Yes, thank you for asking, I have been loving True Detective, waiting patiently each week for the next installment, just like in the old days. I can't get enough.
The double act of Harrelson and McConaghey is terrific, electric, a killer combo, and from the opening moments of the beautiful title sequence the show is a class act of the highest order.
If there are reservations, they relate to the age old problem of the clichés deployed by crime shows, and the ball that's dropped in regard to the 50pc of the population, who if they do get a look in, tend to get butchered and trussed up in their undies, but only if they're hot. (The New Yorker's Emily Nussbaum reckons it's a fatal flaw.)
But True Detective is hardly alone on that score. Even that other great French crime series Spiral (Engrenages) is guilty as charged. Refreshingly Braquo, which starts this week on Rialto, does the opposite in the opening episode.

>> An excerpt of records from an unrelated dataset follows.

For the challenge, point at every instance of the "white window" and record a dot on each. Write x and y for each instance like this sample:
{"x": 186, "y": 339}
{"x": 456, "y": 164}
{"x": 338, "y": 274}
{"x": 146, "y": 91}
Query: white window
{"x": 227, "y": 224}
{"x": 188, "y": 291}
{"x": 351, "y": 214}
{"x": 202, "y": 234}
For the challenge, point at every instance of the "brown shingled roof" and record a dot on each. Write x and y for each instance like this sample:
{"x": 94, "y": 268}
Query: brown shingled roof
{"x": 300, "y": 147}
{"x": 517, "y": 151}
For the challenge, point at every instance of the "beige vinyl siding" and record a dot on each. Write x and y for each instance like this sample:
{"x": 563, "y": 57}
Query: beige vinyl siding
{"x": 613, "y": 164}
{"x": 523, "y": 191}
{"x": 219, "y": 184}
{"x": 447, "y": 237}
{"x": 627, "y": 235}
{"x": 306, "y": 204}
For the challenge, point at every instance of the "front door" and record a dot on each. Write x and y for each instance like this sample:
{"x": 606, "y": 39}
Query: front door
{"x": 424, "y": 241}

Yes, a woman has been raped and murdered but we're not gazing on her body, rather on one of the suspects who appears to be rather guilty. That guilt helps somewhat when seconds later he is viciously gored by a cop who has blown a fuse.
The French, like the Brits, are happy to wallow in grime, and every frame of Braquo is grey and dank, and that's just the faces of the cast. Leading the pack is the familiar and brilliant Jean Hughes-Anglade, of Subway and Betty Blue fame.
Although it's set in Paris, it takes three episodes before we see anything approaching a landmark, and then it's just a flash of the Arc de Triomphe from the inside of a speeding car. There is a complete absence of the shiny, of the grand, of the Eiffel f-ing tower. Forget Midnight in Paris, this is midnight in hell.
The set up is familiar enough. A cliché even. A group of tough cops dealing with the baddest criminals in Paris are having to deal with a number of chickens coming home to roost. They are rule breakers who get results - you know the type. But they appear to have got in way over their heads, and internal affairs are sniffing around and acting like weasels. But the transgressions are not isolated. Nearly all of the core cast reminds us of Harvey Keitel in Bad Lieutenant. Except they simultaneously make him seem like a pussy and a horrible person.
There is smoking, sex and drug abuse. There are car chases in BMW's and Peugeots.
Brutal, gripping, and without humour or hope, Braquo is also addictive, compelling, and written by an ex cop (Oliver Marchal). Naturally that means it reminds one of The Wire, but more so of the great and gritty French movie A Prophet.
In other words, it's very, very, très bon.